Tafsir Al-Qur’an Surah Al-Kahfi (Gua)
Surah Makkiyyah; surah ke 18: 110 ayat
“Katakanlah: ‘Sesungguhnya aku ini hanya seorang manusia sepertimu, yang diwahyukan kepadaku: ‘Bahwa sesungguhnya Ilahmu itu adalah Ilah Yang Esa.’ Barangsiapa yang mengharapkan perjumpaan dengan Rabbnya, maka hendaklah ia mengerjakan amal yang shalih dan janganlah ia mempersekutukan seorang pun dalam beribadah kepada Rabbnya.” (QS. Al-Kahfi: 110)
Qul (“Katakanlah,”) kepada orang-orang musyrik yang mendustakan ke-Rasulanmu; innamaa ana basyarum mitslukum (“Sesungguhnya aku ini hanya seorang manusia sepertimu.”) Barangsiapa yang menganggap diriku ini seorang pendusta, maka hendaklah ia mendatangkan seperti apa yang telah aku bawa. Sesungguhnya aku tidak mengetahui yang ghaib mengenai hal-hal terdahulu yang aku sampaikan kepada kalian, yakni tentang Ash-haabul Kahfi yang kalian tanyakan kepadaku, juga berita tentang Dzulqarnain yang memang sesuai dengan kenyataan.
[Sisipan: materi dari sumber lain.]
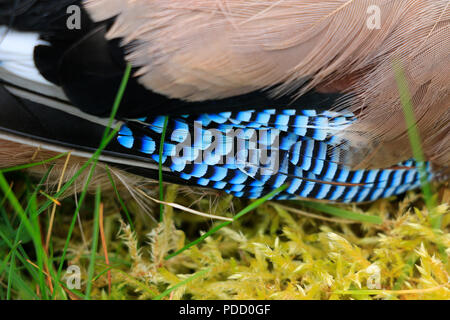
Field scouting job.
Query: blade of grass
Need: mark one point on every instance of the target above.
(414, 138)
(107, 137)
(95, 233)
(104, 246)
(244, 211)
(161, 149)
(182, 283)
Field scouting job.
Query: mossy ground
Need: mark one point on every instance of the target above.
(280, 250)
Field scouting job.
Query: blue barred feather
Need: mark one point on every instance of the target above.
(310, 154)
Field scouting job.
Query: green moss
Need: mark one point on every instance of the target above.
(280, 250)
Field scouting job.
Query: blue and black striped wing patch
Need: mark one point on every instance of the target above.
(251, 153)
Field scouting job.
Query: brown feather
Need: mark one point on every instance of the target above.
(204, 49)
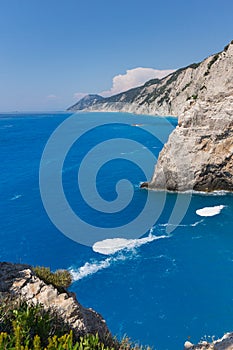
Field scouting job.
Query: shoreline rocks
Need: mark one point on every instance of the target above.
(20, 281)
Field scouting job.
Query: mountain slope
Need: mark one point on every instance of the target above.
(199, 153)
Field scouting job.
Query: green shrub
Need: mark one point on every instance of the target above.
(24, 327)
(31, 320)
(60, 279)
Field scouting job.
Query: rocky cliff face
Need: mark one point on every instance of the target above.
(20, 281)
(199, 152)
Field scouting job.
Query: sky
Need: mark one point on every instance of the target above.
(54, 52)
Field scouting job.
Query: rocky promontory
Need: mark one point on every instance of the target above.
(199, 153)
(20, 281)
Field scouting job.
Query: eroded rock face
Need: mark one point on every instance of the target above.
(20, 281)
(199, 152)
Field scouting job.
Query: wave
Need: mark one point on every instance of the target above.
(114, 247)
(17, 196)
(89, 269)
(210, 211)
(182, 225)
(111, 246)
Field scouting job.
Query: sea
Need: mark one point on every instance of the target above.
(158, 275)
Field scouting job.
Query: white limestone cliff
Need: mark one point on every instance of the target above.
(199, 152)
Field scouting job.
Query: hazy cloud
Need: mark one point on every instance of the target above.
(51, 97)
(134, 77)
(79, 95)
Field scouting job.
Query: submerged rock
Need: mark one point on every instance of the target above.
(21, 282)
(225, 343)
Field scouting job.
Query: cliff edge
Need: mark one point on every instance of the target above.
(199, 153)
(20, 281)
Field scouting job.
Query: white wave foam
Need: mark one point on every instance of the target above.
(16, 197)
(210, 211)
(108, 247)
(89, 269)
(182, 225)
(111, 246)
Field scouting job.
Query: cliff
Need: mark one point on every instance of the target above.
(20, 281)
(199, 152)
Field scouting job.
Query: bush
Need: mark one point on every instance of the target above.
(60, 279)
(30, 321)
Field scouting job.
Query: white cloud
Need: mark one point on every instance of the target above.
(79, 95)
(51, 97)
(134, 77)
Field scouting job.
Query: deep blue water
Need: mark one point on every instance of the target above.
(159, 293)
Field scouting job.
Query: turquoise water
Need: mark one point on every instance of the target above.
(165, 287)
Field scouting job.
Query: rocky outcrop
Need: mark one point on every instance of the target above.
(199, 152)
(86, 101)
(21, 282)
(225, 343)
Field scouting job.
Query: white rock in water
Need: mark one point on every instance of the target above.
(188, 345)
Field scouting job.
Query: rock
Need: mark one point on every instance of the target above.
(225, 343)
(188, 345)
(20, 281)
(144, 185)
(199, 153)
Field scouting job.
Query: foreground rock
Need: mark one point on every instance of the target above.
(225, 343)
(20, 281)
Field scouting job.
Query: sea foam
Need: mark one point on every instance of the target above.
(210, 211)
(111, 246)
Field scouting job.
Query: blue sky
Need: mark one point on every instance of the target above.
(51, 50)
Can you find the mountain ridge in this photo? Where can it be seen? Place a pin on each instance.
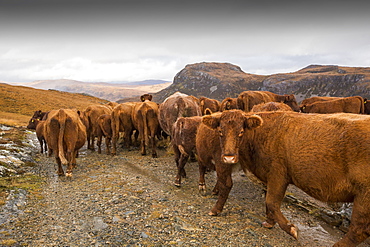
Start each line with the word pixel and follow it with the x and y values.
pixel 221 80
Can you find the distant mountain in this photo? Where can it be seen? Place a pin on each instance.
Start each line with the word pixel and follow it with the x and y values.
pixel 108 91
pixel 221 80
pixel 19 102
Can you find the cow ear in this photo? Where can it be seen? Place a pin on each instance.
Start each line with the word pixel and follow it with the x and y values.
pixel 207 111
pixel 211 121
pixel 252 122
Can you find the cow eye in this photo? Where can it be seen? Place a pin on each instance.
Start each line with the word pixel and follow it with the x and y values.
pixel 220 132
pixel 241 133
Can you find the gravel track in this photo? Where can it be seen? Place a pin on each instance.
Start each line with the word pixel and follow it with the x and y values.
pixel 130 200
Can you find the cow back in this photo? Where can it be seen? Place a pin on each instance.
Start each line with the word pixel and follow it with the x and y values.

Hal itu tidak akan demikian, jika Allah Ta’ala tidak memperlihatkannya kepadaku.
Sesungguhnya aku beritahukan kepada kalian: annamaa ilaaHukum (“Bahwa sesungguhnya Ilahmu itu,”) yang aku seru kalian untuk menyembah-Nya; ilaaHuw waahidun (“Adalah Ilah Yang Esa,”) yang tiada sekutu bagi-Nya.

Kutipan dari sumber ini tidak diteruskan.